Margrada chuckled and then sighed.
“You’re not supposed to be like this,” she said, glancing down at Nia’s chin.
“Like what?” Nia asked. She wasn’t concerned, just intrigued.
“So lovable,” Margrada said. “I mean this crazy. I’ve known you for years now, and been so stupid the whole time.”
“I’ve known you for weeks and I don’t think I’ve ever seen you be stupid once,” Nia said.
“I used to hate you,” Margrada said. “Or, not you, just this image I had of you.”
That might have been alarming if Nia had been the person Margrada had known for years, or if they weren’t cuddled up together, whispering on a quiet night after hours of mind blowing intimacy.
“What was the image like?” Nia asked.
“Embarrassing,” Margrada said.
“How?” Nia asked.
“I know we hadn’t talked much before the Calling but I always saw you performing, and, well, I was just so jealous. And angry,” Margrada said. “I thought you were going to get the spot I’d be turned down for because you had connections, even though my playing was so much better that yours.”
“Your playing is better than mine,” Nia said. “Like by a lot. We saw that at the Calling and it’s not like I’ve come anywhere close to your skill since then.”
“That’s not true,” Margrada said. “I’ve seen you in the drum beats. The real you.”
Side B – Yasgrid
Yasgrid hadn’t expected to be chatting with the Troubles who surrounded her for long. There were enough of them around her to give them a decent chance against her if she’d had Endings drawn and ready for them. That her hands were empty and Endings wasn’t anywhere in sight should have given them enough confidence to at least make a basic sorte against her.
“Join up with you? This should be a fascinating argument. Lay it on me,” Yasgrid said, doing her best to remain unphased. Her plan was coming together, and this new wrinkle was a move in her favor. None of that made her happy with the position she was in, but she had her faith to hold tight to, as well as something a bit warmer inside if things went really badly.
“It’s pretty much right there,” Faceless said. “Join us. Both of you. You’ve got every reason in the world to do so.”
“No, I mean, you’ve got more than that,” Yasgrid said. “That’s such a ridiculous proposal there’s got to be some line of reasoning you think will sell it to me. So put up or shut up.”
“Put up…? How interesting. You’re not like your sister at all are you?” Faceless said. “So direct. I feel like I’m speaking with someone as feral as I am.”
“You’re going with ‘we’re the same’ as your strongest pitch?” Yasgrid said. “I’m afraid that’s kind of disappointing.”
The Faceless Trouble sputtered and stepped back before regaining a modicum of cool. The other Troubles shuffled around but appeared confused by the interplay.
“So no discourse? No careful dissection of wording and motive?

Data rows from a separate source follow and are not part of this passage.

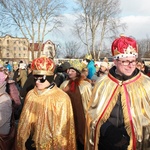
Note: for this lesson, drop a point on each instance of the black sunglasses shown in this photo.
(42, 78)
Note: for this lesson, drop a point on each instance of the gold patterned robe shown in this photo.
(135, 98)
(85, 91)
(47, 115)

Just blunt and right out there? Pardon me for asking but did Endings choose an elf or an unusually attractive badger this year?”
“I’ll thank you to keep your attentions off the local wildlife,” Yasgrid said. “Beasts are supposed to enjoy the blessing of not having anxiety. The last thing they need it to worry about your intentions.”
“Now just a minute!” Faceless, having lost control of the conversation at some point it couldn’t place, fell back on outrage as a universally applicable response.
“Oh! Are we fighting now?” Yasgrid asked, dusting off her breeches.
“What? No! We’ll obliterate you. Why would you want to fight? That’s ridiculous!”
“It’s so cute you that you think that,” Yasgrid said. “Good work on the self confidence there. But you know,” from her hand a shaft of rainbow light coelesed into Endings, “you might want to call for more reinforcements.”